Your setup looks good. Only think I'd say is to tighten up the spacing and/or stagger the J-hooks to get the bikes closer. My set-up has different spacings so that the road bikes are tighter together (narrower handlebars) versus the MTBs with wide handlebars.

Also, you can store a lot of stuff in between and under the bikes.

FWIW, I have a really tall garage (11', maybe), so I'm contemplating a full width storage shelf for bins over the bike rack. I also scored 3 hoist-em-up-type bike storage hooks (J-hooks on rope & pulley) for under $20 for more storage later (I've got 2 rapidly growing girls who love biking).

Good luck - JMJ


----------



## markj2k4 (Jan 20, 2009)

for better or for worst I am going to attempt to build some sort of shelf-y rack-y thing over the weekend. From what the weather man is saying they are expecting another 5-6 inches of rain in my area, I ride in wet weather but that's a bit too wet. So construction projects ahead woohoo! I will post a picture what ever dilapidated contraption I muster up. Thanks for all the input and ideas. 

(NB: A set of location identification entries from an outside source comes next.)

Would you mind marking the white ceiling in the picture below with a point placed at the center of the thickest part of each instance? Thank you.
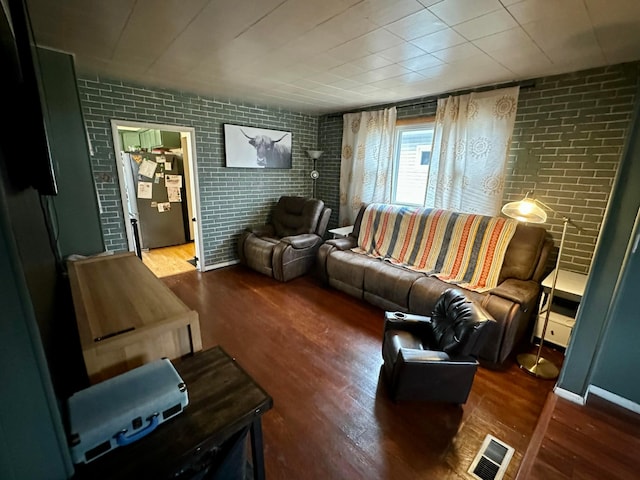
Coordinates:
(320, 56)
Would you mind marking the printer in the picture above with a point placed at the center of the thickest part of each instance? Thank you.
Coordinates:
(123, 409)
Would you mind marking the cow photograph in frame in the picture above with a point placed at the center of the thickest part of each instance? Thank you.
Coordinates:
(253, 147)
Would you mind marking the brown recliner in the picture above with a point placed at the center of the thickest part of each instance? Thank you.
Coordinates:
(286, 247)
(435, 358)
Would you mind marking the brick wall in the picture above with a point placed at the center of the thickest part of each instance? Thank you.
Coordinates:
(230, 198)
(567, 142)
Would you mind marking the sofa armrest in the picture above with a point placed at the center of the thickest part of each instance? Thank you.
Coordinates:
(413, 355)
(262, 230)
(343, 243)
(522, 292)
(304, 240)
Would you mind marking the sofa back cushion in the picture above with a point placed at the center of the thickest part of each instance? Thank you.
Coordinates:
(522, 256)
(523, 252)
(296, 215)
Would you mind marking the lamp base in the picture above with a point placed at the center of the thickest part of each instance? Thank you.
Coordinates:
(542, 368)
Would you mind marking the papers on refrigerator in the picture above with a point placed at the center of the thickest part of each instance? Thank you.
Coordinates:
(174, 194)
(147, 168)
(145, 190)
(173, 181)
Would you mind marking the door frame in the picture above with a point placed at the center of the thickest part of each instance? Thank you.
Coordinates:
(193, 180)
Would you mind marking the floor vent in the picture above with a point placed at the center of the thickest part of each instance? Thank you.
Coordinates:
(492, 460)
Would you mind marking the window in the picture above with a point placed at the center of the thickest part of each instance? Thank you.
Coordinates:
(411, 161)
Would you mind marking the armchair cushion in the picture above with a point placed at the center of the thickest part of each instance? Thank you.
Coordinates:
(434, 358)
(304, 240)
(296, 215)
(455, 319)
(286, 247)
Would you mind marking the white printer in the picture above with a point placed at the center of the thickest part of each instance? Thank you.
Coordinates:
(123, 409)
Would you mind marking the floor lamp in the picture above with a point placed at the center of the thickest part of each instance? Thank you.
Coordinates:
(314, 155)
(529, 210)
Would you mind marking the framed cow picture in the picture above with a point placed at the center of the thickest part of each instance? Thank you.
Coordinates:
(252, 147)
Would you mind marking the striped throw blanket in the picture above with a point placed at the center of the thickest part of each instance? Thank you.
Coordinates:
(462, 249)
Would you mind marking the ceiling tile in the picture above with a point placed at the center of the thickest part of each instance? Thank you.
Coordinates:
(416, 25)
(380, 39)
(453, 12)
(488, 24)
(314, 56)
(371, 62)
(437, 41)
(404, 51)
(459, 52)
(420, 63)
(509, 39)
(528, 11)
(347, 70)
(383, 12)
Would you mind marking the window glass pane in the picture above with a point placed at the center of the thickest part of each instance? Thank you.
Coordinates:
(412, 160)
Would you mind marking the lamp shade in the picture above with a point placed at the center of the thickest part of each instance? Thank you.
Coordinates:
(314, 154)
(526, 210)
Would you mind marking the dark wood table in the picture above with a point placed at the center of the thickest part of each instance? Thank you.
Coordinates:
(223, 400)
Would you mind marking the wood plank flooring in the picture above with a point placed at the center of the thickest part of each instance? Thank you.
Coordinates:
(597, 441)
(316, 351)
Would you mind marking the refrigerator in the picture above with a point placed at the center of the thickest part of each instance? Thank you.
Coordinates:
(159, 189)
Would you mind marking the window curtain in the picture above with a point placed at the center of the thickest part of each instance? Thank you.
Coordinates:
(470, 149)
(367, 161)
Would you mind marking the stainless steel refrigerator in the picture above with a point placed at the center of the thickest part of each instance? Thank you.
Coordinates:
(160, 197)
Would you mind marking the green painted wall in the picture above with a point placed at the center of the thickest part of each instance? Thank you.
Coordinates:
(616, 366)
(32, 440)
(603, 338)
(75, 208)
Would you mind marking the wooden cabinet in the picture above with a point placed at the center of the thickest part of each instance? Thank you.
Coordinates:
(127, 316)
(159, 138)
(564, 308)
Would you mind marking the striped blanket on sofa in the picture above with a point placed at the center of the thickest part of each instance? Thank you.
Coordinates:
(462, 249)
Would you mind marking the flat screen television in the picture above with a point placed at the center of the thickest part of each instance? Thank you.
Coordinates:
(28, 164)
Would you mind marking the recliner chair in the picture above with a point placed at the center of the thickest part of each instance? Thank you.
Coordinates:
(434, 358)
(286, 247)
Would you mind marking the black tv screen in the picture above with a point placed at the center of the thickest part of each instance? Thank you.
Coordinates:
(30, 164)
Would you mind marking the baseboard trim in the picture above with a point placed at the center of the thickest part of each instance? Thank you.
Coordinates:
(613, 398)
(567, 395)
(216, 266)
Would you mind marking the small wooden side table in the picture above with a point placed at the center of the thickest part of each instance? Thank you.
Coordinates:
(568, 294)
(342, 231)
(223, 400)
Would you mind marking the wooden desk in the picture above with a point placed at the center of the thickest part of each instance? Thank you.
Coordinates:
(223, 400)
(127, 316)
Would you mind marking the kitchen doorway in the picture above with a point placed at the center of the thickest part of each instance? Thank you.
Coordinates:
(157, 171)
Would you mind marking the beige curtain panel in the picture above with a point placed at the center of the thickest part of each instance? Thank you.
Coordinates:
(470, 148)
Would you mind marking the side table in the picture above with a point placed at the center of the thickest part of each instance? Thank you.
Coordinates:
(342, 231)
(568, 294)
(223, 400)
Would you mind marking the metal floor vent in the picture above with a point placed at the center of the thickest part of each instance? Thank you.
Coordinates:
(492, 460)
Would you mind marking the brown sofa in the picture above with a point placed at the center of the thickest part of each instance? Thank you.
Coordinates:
(393, 288)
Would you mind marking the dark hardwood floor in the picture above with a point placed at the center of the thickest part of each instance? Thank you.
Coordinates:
(316, 351)
(596, 441)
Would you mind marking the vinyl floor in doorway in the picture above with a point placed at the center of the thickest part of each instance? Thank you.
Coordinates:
(168, 261)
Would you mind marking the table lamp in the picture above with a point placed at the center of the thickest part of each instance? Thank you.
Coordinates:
(530, 210)
(314, 155)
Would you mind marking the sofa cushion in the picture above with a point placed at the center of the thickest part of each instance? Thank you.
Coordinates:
(523, 254)
(296, 215)
(390, 282)
(347, 268)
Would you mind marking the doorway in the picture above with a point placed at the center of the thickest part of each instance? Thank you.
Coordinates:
(157, 168)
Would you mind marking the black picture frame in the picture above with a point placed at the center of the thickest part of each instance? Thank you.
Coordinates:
(256, 147)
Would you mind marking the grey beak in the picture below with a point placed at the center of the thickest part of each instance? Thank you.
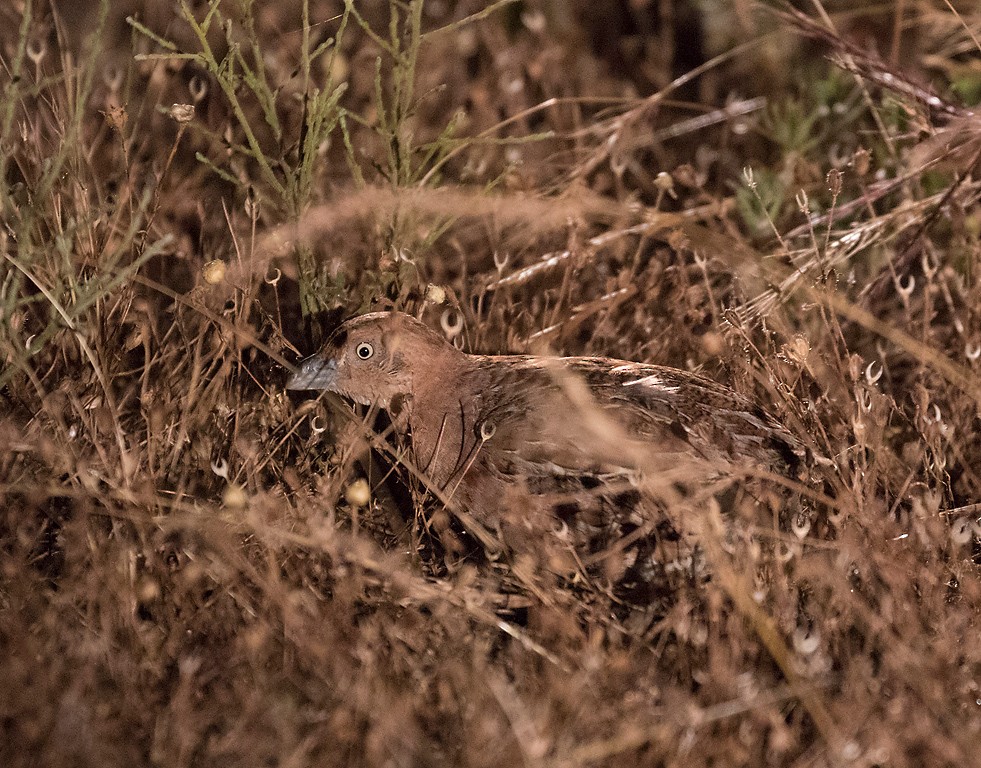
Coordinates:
(314, 373)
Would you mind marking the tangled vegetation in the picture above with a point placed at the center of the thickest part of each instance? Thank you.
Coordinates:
(199, 567)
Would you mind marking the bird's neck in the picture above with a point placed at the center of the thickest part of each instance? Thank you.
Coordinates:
(442, 415)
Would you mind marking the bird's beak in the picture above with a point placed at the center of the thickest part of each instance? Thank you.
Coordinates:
(314, 373)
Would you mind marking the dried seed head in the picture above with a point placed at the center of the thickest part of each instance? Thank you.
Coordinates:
(358, 494)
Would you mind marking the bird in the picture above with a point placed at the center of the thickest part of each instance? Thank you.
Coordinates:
(572, 434)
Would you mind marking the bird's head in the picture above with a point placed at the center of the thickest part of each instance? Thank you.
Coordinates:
(376, 358)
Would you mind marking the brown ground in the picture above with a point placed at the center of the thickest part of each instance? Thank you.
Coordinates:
(190, 573)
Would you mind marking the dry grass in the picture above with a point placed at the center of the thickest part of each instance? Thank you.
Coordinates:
(189, 573)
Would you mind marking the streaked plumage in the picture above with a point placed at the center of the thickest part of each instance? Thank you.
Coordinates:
(480, 424)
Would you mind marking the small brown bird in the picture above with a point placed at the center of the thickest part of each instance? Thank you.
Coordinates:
(478, 425)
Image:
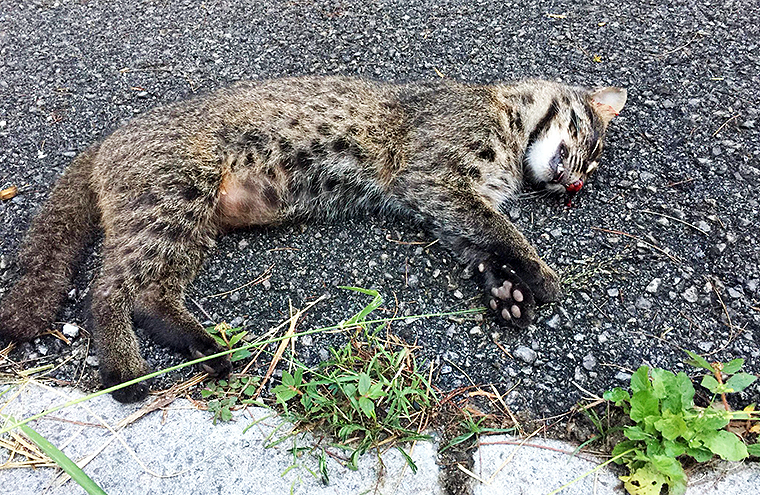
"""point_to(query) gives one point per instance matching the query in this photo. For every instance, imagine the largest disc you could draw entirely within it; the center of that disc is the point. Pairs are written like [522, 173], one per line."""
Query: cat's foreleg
[514, 277]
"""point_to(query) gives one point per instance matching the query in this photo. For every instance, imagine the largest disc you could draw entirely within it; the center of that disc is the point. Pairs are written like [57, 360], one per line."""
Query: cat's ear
[609, 101]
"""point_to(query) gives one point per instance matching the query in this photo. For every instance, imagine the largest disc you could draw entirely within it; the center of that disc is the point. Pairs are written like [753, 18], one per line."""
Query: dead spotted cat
[165, 185]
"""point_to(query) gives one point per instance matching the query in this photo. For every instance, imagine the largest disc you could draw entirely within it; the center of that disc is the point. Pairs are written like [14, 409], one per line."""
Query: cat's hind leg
[161, 311]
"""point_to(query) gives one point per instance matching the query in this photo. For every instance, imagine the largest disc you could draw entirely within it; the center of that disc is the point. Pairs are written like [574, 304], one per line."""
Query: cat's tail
[50, 251]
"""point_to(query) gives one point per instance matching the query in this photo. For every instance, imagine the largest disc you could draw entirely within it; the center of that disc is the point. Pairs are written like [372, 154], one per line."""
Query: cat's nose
[574, 187]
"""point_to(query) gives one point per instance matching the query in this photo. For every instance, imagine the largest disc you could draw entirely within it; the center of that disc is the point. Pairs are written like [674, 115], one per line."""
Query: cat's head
[566, 144]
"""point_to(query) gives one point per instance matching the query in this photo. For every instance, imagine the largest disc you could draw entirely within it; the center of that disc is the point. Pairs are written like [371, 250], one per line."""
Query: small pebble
[70, 331]
[589, 362]
[554, 322]
[654, 285]
[643, 303]
[525, 354]
[690, 294]
[623, 376]
[516, 311]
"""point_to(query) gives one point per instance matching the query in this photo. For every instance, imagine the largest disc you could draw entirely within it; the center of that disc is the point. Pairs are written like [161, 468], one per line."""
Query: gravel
[686, 147]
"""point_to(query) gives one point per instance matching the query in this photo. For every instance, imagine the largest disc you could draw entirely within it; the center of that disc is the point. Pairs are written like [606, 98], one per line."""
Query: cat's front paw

Birdman - I think the alternating heights of the hooks are going to paramount in whatever comes together over the weekend. I think also I will be lowering everything a foot or two to allow the misses to easily access her two bikes as she wishes - they are a bit lofty at this point for her. That will create a void of space above and if I can incorporate a shelf above where the bikes are hanging it will allow a catch all for all of the crap stacked about the periphery of the garage.


----------



## markj2k4 (Jan 20, 2009)

So I went ahead and threw something together. I did accomplish being able to fit more bikes in less space by the previous mentioned staggering. However, I tend to bop around between bikes on a frequent and regular basis so the way they were all crowded together irritated/bothered me. So I went back to a much more spaced configuration. What was accomplished was a ton of extra storage space from the top of the bike rack all the way to the roof, many boxes that were previously stored on the floor and cluttering up the joint have been moved up and out of the way. Not exactly my goal but a good compromise. plus it only cost 20$. Here are some photos:


----------



## Birdman (Dec 31, 2003)

Nicely done! When I eventually build an overhead shelf, I'll move my J-hooks to the underside of the shelf like you did.

JMJ


----------



## Shark (Feb 4, 2006)

The house has a bedroom, utility room, dining room, living room....coincidence? I think not.... Lol.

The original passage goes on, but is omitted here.